Olho constantemente para o mapa
mas já não me lembro para onde queria ir.
Podia ficar aqui,
enquanto a noite respira nas janelas embaciadas.
Os móveis apagam-me os passos
em ângulos cegos
e, nessas sombras do incerto,
deixo que o cansaço me tire a peruca da paciência
assim como a noite nos tira a roupa
antes de dormir.

Isolado num cantinho da boca entreaberta,
o teu sorriso
vai contribuindo para o genocídio dos camarões
que o vinho branco torna sempre menos sangrento.
Poderia, de facto, ficar aqui
enquanto desapareces, por fim, num sono sem importância.

Vou esvaziando os copos
e começo a compilar beijos,
como quem junta, à pressa, moedas caídas pelo chão:
somos todas putas, rapaz,
com ou sem vodka.

Antigamente os bisontes eram gente


Antigamente os bisontes eram gente
e namoravam as raparigas
mais bonitas da aldeia. 
Os judeus tinham cauda e
os homens menstruavam duas vezes por mês. 

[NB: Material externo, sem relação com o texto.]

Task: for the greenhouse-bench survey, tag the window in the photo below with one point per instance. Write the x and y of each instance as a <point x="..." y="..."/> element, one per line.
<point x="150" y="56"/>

Ninguém se queixava de nada.
Tudo tinha o seu lugar. 
Líamos Tolstoi num Skoda, 
Hölderlin num Trabant descapotável,
Joyce num Aston Martin,
Camões num UMM.

As grandes emoções
vinham de palavras longas:
australopitecos, jerusalamaleques,
extremaunçãoparaumapernadepau, etc. 
Isto explica tanta coisa, 
mas não vem nos livros de história. 
A história faz apenas ecoar o passado. 
Como um búzio.
O passado é o lugar onde os nossos ex
se juntam aos mamutes, à Céline Dion
e ao Windows XP.

Aos Sábados repousava


Aos Sábados repousava:
instalava-me no lugar mais cómodo
da minha cultura ocidental,
de cachimbo num quadro de época,
e levantava com o olhar
as rolas passeabundas da marquise.

Nos intervalos,
cultivava em pequenos parágrafos,
ao lado de couves-flor à sombra dum ginjal,
a história universal
do jeito como andas pela sala,
Adélia, Rosa-Maria, Lulú,
toda feita de rendas, toda gazes e veludos,
toda cheia de recantos africanos,
penas e cheiros, paisagens com garrafas,
pretos e pelicanos,
savanas e leopardos, minas gerais,
anéis e diamantes,
casas de campo em Vigo, Barcelona, Abrantes,
toda feita contas em dólares nos bancos da Suíça,
vistos para Estados Unidos,
minha fufa, minha farofa com linguiça,
toda Armani,
toda Gucci,
toda despida nos filmes de Mizoguchi.
À mesma hora,
na sala de microfilmes da Torre do Tombo,
uma turma de dez alunos curiosos
desfia o pergaminho do meu cancioneiro pessoal
num aparato crítico fundamental:
Filho de mãe incógnita,
fruto de um amor irregular,
(toma nota e vê lá se aprendes):
Carlos Fradique Mendes.

Comodista hesitante,


Comodista hesitante,
protegido das cabeleireiras
e cliente frequente dos feriados nacionais,
acredita nos encontros fortuitos
assim como um relógio estragado
acredita  aproximar-se de uma hora astral.
Estes hábitos podem até ser tolerados
em contos naturalistas
e reality showers.

Nós, aqui, little stranger,
degolamos pardais e fadas de porcelana.
Cobramos interesses à alegria
e vendemos suites com piscina na lua.
A batalha é nossa,
já alugámos as trincheiras,
mas custa tanto tirar os pijamas.

Conheci o Sandy na esquina do talho


Conheci o Sandy na esquina do talho,
no Largo do Calvário,
Tinha o carro mal estacionado.

Estivemos depois juntos na China,
Durante a invasão japonesa;
e em França, no despontar da Segunda Guerra Mundial

No Vietname, habitámos a mesma galeria escura.
Passávamos a vida a classificar ruídos e
a medir com os pés
o crescimento do arroz.

Quando Boccacio desvia no Decameron
os sintomas da peste,
nós estávamos em Veneza a queimar em grandes piras
os tártaros abatidos pela doença.

Às vezes ouvem-se cães a ladrar,
às vezes é tarde e o tempo se torna circular,
a felicidade deixa então de fazer parte
do nosso sistema solar.

Mas o Sandy está calmo e ponderado.
Se não tivesse problemas de asma,
fumaria cachimbo.

Uma tarde, numa esplanada
Com vista para o passado que não passa,
no Jardim do Príncipe Real para ser mais exacto –
disse mantenham-se vivos,
façam isso por Michael Jackson.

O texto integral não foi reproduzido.